These are some notes of courses that I’m teaching or have taught in the Hebrew University.

Logic 1 (80423) (Winter 2019). This course is the basic course in mathematical logic, presenting Gödel’s completeness theorem and related subjects. The lecture notes are in Hebrew; if you already know logic, you can use this opportunity to learn Hebrew.

Logic 2 (80424) (Spring 2020). This course is about Gödel’s incompleteness theorems and related subjects, including an introduction to recursion theory.

Basic set theory (80200) (Spring 2022).

Model theory and homogeneous structures (80645).
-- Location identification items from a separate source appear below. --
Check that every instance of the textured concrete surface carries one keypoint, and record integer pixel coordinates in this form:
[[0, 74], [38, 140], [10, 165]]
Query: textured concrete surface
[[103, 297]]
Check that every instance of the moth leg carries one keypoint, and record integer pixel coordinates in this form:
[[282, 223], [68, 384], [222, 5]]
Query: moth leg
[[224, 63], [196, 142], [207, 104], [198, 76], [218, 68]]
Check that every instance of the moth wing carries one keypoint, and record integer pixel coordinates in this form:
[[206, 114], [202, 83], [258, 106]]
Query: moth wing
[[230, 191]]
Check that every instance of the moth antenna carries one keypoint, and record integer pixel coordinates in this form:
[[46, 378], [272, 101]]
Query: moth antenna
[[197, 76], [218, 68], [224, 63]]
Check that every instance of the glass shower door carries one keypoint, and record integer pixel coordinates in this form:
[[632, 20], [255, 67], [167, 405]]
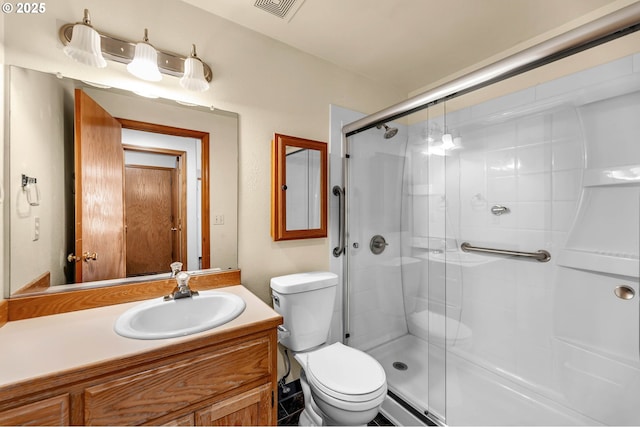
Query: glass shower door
[[393, 287]]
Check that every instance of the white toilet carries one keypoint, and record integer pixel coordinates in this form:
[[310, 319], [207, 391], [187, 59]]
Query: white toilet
[[341, 385]]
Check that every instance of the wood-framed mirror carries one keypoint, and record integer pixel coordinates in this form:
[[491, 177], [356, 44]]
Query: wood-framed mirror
[[298, 188]]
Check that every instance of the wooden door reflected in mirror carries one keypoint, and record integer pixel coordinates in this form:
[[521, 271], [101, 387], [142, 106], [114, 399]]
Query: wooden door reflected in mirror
[[298, 188]]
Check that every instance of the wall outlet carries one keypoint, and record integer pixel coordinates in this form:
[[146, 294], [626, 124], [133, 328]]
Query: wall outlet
[[36, 228]]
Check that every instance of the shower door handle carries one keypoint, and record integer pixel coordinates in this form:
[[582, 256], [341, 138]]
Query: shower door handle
[[340, 249]]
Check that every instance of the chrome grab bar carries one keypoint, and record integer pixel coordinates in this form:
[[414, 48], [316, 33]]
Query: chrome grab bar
[[340, 249], [541, 255]]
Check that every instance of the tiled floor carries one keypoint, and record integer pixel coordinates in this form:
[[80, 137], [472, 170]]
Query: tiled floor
[[291, 404]]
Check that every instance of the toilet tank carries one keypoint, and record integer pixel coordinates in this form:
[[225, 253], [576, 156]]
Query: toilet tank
[[306, 302]]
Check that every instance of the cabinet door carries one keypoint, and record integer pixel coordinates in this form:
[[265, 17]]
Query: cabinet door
[[251, 408], [48, 412]]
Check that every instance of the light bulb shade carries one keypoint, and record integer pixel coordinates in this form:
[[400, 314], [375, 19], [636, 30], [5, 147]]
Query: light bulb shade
[[193, 78], [84, 46], [145, 63]]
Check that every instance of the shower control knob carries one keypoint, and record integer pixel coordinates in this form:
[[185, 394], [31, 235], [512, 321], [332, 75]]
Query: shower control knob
[[377, 244]]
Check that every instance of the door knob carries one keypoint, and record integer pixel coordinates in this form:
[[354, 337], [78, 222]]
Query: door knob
[[73, 258]]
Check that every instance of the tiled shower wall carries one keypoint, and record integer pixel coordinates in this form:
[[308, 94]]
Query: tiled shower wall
[[539, 152]]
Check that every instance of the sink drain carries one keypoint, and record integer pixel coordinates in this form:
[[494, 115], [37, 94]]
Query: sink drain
[[400, 366]]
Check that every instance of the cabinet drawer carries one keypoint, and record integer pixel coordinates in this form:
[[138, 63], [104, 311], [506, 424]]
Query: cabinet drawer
[[251, 408], [142, 397], [48, 412]]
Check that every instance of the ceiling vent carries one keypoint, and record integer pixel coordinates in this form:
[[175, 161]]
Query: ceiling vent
[[279, 8]]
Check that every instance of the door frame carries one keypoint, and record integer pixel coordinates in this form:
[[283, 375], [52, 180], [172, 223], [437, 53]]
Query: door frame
[[204, 145]]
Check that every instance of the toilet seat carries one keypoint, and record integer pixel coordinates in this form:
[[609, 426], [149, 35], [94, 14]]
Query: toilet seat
[[345, 374]]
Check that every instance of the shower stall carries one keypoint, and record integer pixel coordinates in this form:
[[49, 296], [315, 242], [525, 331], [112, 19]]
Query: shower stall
[[490, 259]]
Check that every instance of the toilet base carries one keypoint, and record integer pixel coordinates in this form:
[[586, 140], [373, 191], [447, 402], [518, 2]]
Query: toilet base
[[312, 415]]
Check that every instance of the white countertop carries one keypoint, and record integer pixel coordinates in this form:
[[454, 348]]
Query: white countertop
[[47, 345]]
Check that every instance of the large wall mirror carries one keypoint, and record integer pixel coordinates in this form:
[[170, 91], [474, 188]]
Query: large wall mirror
[[299, 188], [154, 176]]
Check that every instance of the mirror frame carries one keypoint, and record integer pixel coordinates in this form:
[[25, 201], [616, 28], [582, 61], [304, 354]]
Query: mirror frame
[[278, 188]]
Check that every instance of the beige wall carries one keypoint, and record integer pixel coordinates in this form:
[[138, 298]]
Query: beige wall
[[273, 88]]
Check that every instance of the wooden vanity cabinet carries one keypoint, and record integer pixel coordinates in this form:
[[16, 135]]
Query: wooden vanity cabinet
[[210, 382], [48, 412]]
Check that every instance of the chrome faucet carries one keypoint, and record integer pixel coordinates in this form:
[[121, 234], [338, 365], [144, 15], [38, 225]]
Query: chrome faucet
[[182, 289]]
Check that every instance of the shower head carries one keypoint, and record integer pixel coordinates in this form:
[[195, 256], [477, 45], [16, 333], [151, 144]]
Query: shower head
[[388, 132]]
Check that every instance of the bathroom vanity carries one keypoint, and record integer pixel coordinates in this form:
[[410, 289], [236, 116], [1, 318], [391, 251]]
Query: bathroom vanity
[[73, 369]]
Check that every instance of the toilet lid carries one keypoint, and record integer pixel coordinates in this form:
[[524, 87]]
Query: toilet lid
[[345, 371]]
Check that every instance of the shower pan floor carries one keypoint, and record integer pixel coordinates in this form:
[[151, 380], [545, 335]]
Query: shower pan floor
[[472, 395]]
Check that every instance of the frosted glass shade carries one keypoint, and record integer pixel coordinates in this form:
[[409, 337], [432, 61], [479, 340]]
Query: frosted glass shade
[[145, 63], [84, 46], [193, 78]]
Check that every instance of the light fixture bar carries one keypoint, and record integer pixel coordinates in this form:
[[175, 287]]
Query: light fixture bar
[[122, 51]]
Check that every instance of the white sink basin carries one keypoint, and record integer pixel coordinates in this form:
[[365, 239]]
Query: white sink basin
[[157, 318]]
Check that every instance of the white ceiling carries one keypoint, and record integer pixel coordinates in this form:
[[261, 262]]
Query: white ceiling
[[408, 44]]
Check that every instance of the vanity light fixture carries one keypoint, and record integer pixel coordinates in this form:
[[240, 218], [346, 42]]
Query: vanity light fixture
[[193, 78], [84, 44], [145, 61], [106, 46]]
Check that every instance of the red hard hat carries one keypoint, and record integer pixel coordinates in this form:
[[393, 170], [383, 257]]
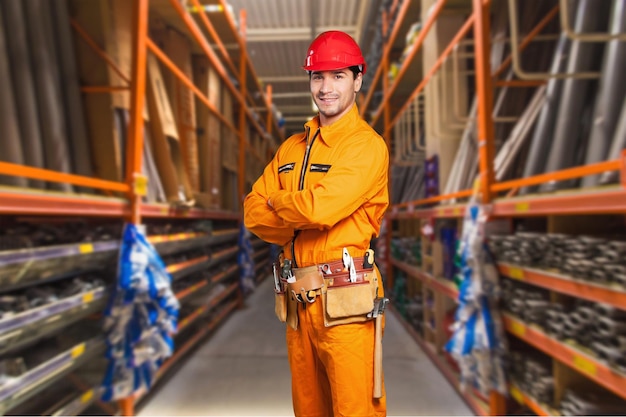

This course covers selected topics from the model theory of homogeneous structures such as omega-categoricity, Fraïssé limits, generic automorphisms, interpretations, ample generics, the small index property, and Ramsey theory.

Model theory 1+2 (80616, 80824) (2017-18). This course starts from a basic introduction to model theory, goes through the Baldwin-Lachlan proof of Morley’s theorem, and ends with general stability theory and some applications.

Introduction to forcing (80579) (2017). This course covers the basics of forcing. It concludes with a proof of the consistency of Martin’s Axiom.

Geometric stability theory (80896) (2020-2021). The original goal of this course was to analyze totally- categorical theories, but fell short on this, and instead covered some parts of geometric stability theory, mostly following Martin Bays’ notes, culminating in the proof that any unimodular minimal set is locally modular.